Quête intime et de l’histoire

Dans Photos de famille, Rachid Mokhtari prévient que la quête du narrateur est à la fois une quête intime et une quête de l’histoire. Il est important de souligner que l’écriture de cette trilogie s’est faite  au même moment où Rachid Mokhtari finalisait son ouvrage intitulé Mohammed Dib le maître d’œuvres. D’où une question importante : jusqu’à quel point  Mohammed Dib  a irrigué la trilogie Photos de famille, de Rachid Mokhtari ? Notre interlocuteur reconnaît que les personnages dibiens étonnent par leur dynamisme. «Ce sont des personnages qui ne cessent pas de courir. A chaque fois qu’ils ouvrent une porte, il y a une autre porte qui se ferme. Tous les personnages dibiens sont des personnages qui sont difficilement cernables. Mon narrateur a un peu de cela. Mon personnage est multiple parce que d’abord, il se conjugue aux trois premières personnes du singulier. Les personnages de Dib sont multiformes. C’est peut-être cette influence dibienne qui fait que le narrateur n’pas de prénom, d’espace, d’autant plus que sa quête est énigmatique», précise-t-il.  Toujours selon l’auteur de Tahar Djaout, un écrivain pérenne,  la  photo est contre le souvenir, alors que  les  souvenirs sont déjà dans l’action.

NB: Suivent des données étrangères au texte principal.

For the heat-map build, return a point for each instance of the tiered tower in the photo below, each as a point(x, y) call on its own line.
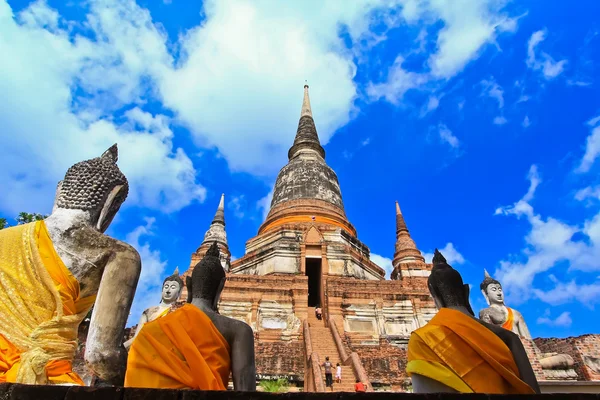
point(307, 253)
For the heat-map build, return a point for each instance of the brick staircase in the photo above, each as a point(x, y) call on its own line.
point(323, 344)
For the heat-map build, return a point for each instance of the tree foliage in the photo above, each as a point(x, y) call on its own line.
point(23, 218)
point(278, 386)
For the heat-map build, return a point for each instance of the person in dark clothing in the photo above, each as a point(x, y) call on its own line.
point(328, 373)
point(359, 386)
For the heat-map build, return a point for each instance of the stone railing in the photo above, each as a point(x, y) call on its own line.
point(352, 359)
point(313, 379)
point(10, 391)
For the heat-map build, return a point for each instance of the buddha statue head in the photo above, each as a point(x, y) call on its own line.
point(208, 278)
point(492, 290)
point(446, 285)
point(172, 287)
point(96, 186)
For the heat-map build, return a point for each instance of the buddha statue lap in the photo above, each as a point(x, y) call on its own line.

 La photo, c’est de l’immobilité et de  la fixité. Mieux encore, la photo de la fixité appelle à la réminiscence et à la mémoire. Poursuivant son raisonnement, Rachid Mokhtari révèle que le narrateur ne regarde pas la photo avec nostalgie mais avec  l’imaginaire. «Nous sommes dans un pays où l’on se souvient, alors qu’on devrait être dans un pays qu’on imagine. Un pays, dont on se souvient est un pays mort. Un pays qu’on imagine est un pays vivant. La quête du narrateur c’est de  reconstituer ce fameux album de familles pour comprendre le pays», atteste-t-il. L’auteur avertit que son livre peut prêter à plusieurs pistes mais que «tous ces chemins mènent vers la compréhension du texte, d’autant plus qu’il n’y a pas de fil conducteur dans ce texte. Je parle d’un pays de légendes et de mythes». Dans sa trilogie, Rachid Mokhtari a campé des habitants d’ici-bas qui, rappelons-le,  ne sont pas des vivants. «La proximité entre les vivants et les morts permet au narrateur de  tenter de reconstituer cet album de famille. En vérité, tous les personnages reviennent d’outre-tombe», confie-t-il.
 

L’auteur et journaliste Rachid Mokhtari qualifie son livre de photos biographiques. Chez lui, le sentiment de nostalgie n’est pas lié à l’enfance, il se refuse de  reconstituer l’enfance. L’enfance n’est qu’un espace esthétique dans le texte. Il s’agit beaucoup plus d’une trilogie des origines, précisant que le narrateur scrute non pas l’enfance mais les clichés de l’enfance. «Il y a une certaine technicité. C’est la saisie d’un vécu dans l’instantanéité. C’est pour cela que j’ai opté pour cette écriture du ressassement. Ce livre est un cercueil  de mots», conclut-il.